The Room, then, is almost certain to be reduced more definitively, though to what extent, by what means and for what purpose is unknown. That retracting it rather further even than Rogers envisaged – to just the ground floor, say, or only a couple of the galleries – might lead to removal of any of those escalators is surely as unlikely as installing new ones always seemed. It’s also hard to envisage infilling or flooring over any part of the twelve storey, sixty-metre-high atrium, artistically or practically.
As for what any disconnected floors might be used for, reading of a need only now identified for client areas, touchdown space, quiet spots and wellbeing provision again feels like Lloyd’s is very much playing catch-up. This is perhaps the legacy of both its specialisation and a certain insularity, and inclusion of a broadcast centre and auditorium amongst these ‘wants’ tends to confirm this: Rogers’s Lloyd’s actually had a television studio but operating only on a closed circuit, to provide information to underwriters. Press reports speculate over the possibility of a for-hire events venue and a restaurant with viewing gallery open to all(!) but the word ‘public’ doesn’t appear in Lloyd’s update and so one wonders just who is being imagined as the beneficiaries of “bespoke experiences for different stakeholders”, another idea floated in the research.

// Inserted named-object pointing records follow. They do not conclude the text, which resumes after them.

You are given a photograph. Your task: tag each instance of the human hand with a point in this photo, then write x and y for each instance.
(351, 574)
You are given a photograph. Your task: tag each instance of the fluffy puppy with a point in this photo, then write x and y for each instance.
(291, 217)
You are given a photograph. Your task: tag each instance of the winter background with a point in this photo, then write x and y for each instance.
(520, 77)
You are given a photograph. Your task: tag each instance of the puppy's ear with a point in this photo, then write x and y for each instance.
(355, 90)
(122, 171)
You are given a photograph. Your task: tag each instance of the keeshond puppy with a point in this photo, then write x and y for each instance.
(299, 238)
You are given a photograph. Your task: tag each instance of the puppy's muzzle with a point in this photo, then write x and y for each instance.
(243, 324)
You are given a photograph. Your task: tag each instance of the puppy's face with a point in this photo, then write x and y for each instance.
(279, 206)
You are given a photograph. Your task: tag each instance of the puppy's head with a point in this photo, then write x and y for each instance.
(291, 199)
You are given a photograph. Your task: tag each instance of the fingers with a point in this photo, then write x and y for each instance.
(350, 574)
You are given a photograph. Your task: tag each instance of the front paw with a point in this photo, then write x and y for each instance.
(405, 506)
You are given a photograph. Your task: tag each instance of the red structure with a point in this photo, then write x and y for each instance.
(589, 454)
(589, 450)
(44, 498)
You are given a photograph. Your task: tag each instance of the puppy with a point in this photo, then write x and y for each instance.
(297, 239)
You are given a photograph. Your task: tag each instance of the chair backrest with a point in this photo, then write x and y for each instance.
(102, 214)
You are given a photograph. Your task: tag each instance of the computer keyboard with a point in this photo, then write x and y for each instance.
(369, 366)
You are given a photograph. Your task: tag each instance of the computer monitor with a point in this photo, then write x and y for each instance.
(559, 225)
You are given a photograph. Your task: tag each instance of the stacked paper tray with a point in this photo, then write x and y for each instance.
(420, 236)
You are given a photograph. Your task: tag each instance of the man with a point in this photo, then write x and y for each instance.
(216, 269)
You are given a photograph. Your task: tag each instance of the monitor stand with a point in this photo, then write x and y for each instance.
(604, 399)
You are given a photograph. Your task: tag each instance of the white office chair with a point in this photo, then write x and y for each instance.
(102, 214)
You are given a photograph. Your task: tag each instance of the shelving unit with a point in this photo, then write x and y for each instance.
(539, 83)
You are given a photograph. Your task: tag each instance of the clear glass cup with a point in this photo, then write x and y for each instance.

Lloyd’s are promising to share their “final vision” before October and the final design by their chosen architect no later than March 2022. Any works that emerge will need planning permission and listed building consent, in which context it’s worth noting that Heritage England’s designation description, openly developed with Lloyd’s and the Corporation of London, is carefully worded. The building’s crucial ‘special interest’ is defined in part as “the in-built flexibility of its design that would respond to changing needs in the market” and the same sentence notes that this “has allowed regular changes to work satisfactorily” to date. It may therefore be an enabler as well as a defence, but as with all insurance policies, you don’t really know what it covers until you claim.